Pour une fois, on va parler d’un film ancien, vraiment très ancien. Du noir et blanc, les années 50 … mais quel film ! Douze Hommes en Colère est l’un des films à suspens les plus diaboliques du cinéma !
Sa carrière, Sidney Lumet ne la doit qu’à son premier film. Un film noir, huis-clos complexe abordant de nombreux thèmes chers au réalisateur, et mené de main de maître.
A l’origine, il y avait bien une pièce de théâtre écrite par Reginald Rose qui a remporté un succès certain, mais pour la mettre en scène pour le grand écran, Lumet a apporté quelques changement au scénario. Ce qui ne fera qu’accentuer la pression pendant tout le film. Douze Hommes en Colère parle donc de la décision que doit prendre un jury à l’issue d’un procès. Nous ne savons rien de l’affaire qui vient d’être présentée par les avocats si ce n’est que l’accusé est là pour homicide et nous retrouvons directement dans la pièce de délibération du jury. Démarre alors un huis-clos infernal car nous ne sortirons pas de la pièce avant que tous les jurés aient un vote unanime.
Tout aurait pu être très vite réglé dès le premier vote puisque la grande majorité vote d’emblée coupable. Mais c’est sans compter sur l’un d’eux, seul contre tous, qui vote « non coupable» , juste pour discuter de l’affaire. Dès lors, il va s’acharner à démontrer aux autres jurés que tout n’est pas clair dans l’affaire et qu’il n’y a des zones d’ombre qui font que l’on ne peut pas être certain de la culpabilité de l’accusé (comme on ne peut pas non plus être certain de son innocence d’ailleurs). Le scénario va alors amener chaque juré à revoir sa position au fur et à mesure que les faits énoncés lors du procès seront démontés et analysés avec un peu de recul.

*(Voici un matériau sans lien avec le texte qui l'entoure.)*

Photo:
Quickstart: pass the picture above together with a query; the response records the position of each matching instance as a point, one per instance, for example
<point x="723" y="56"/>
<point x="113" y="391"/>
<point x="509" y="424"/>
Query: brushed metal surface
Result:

Toute la force du film est présente dans ce scénario impeccable et machiavélique, remettant constamment en perspective l’affaire et les opinions des protagonistes. Alors que nous sommes enfermés dans une seule pièce, le récit nous tient en haleine à chaque instant et on ne décroche pas. Il faut dire que Sidney Lumet, pour un premier film (et c’est remarquable), accentue toute la tension du scénario avec une mise en scène au cordeau. Plaçant le film dans un cadre étouffant (une pièce, une chaleur étouffante, des personnages sans nom, la vie d’un homme en jeu), il se rapproche des personnage au fur et à mesure que le récit avance, accentuant la pression jusqu’à la décision finale. Même encore aujourd’hui, le film est d’une efficacité redoutable.

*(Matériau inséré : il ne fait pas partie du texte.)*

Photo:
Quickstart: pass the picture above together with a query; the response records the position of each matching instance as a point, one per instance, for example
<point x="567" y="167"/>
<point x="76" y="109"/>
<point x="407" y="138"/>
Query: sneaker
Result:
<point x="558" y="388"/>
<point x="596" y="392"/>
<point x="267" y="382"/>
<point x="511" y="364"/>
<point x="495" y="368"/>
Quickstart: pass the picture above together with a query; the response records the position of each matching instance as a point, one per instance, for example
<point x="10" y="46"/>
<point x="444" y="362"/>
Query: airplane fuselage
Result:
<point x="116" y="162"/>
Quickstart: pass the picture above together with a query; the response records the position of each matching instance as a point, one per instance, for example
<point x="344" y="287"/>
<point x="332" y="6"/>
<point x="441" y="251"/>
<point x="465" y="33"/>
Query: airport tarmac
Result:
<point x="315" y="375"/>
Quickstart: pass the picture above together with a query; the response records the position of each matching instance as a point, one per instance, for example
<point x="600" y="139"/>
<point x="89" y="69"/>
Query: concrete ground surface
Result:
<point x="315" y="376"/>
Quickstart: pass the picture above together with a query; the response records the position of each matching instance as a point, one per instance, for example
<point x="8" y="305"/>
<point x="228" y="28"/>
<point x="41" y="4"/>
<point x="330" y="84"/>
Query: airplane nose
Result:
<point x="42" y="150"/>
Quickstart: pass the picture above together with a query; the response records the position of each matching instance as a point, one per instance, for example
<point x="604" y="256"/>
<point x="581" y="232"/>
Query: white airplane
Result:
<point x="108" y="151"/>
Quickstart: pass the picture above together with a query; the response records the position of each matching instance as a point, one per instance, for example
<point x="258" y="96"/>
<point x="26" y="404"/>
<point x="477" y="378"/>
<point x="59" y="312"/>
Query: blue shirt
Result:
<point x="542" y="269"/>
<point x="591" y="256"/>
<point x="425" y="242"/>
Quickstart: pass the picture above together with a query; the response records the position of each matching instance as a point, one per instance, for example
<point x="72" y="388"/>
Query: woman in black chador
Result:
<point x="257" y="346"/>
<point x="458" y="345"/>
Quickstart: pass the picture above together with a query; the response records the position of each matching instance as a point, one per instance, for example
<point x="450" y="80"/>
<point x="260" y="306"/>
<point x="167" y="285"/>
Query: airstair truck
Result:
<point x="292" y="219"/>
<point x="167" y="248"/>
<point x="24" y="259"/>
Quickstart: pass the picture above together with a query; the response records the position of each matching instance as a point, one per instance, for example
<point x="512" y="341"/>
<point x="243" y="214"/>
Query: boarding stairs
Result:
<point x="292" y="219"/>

On trouvera peut-être à redire sur la représentation des juré assez cliché, chacun étant issu d’un milieu social et professionnel différent, mais il s’agit là de représenter les États-Unis dans leur ensemble, de montrer à tous que la vie d’un homme n’est pas un jeu et qu’il faut prendre des décision lourde de conséquence alors que la peine de mort est toujours dans les mœurs (nous sommes en 1957). Ici, le récit montre clairement, à travers certains des personnages que l’on ne peut combattre ni les préjugés ni les expériences personnelles passées, même lorsque l’on doit juger des faits objectifs. Ces personnage sont d’ailleurs campés à la perfection par un casting rodé et mené par un Henry Fonda bon samaritain charismatique.
Le film est incontestablement une grande réussite artistique et la critique ne s’y est pas trompée en le nommant 3 fois aux oscars et en lui délivrant l‘ours d’or à Berlin. Le public non plus d’ailleurs puisqu’il est aujourd’hui toujours présent dans le top10 imbd. Il s’en suivra bien sûr ensuite un succès pour la pièce qui parcourra le monde et de nombreuses références (notamment dans quelques séries US comme les Simpson). Le film traverse le temps sans une ride, avec une mise en scène qui fait école et un rapport à l’actualité toujours présent. Sans aucun doute valable, Douze Hommes en Colère est culte.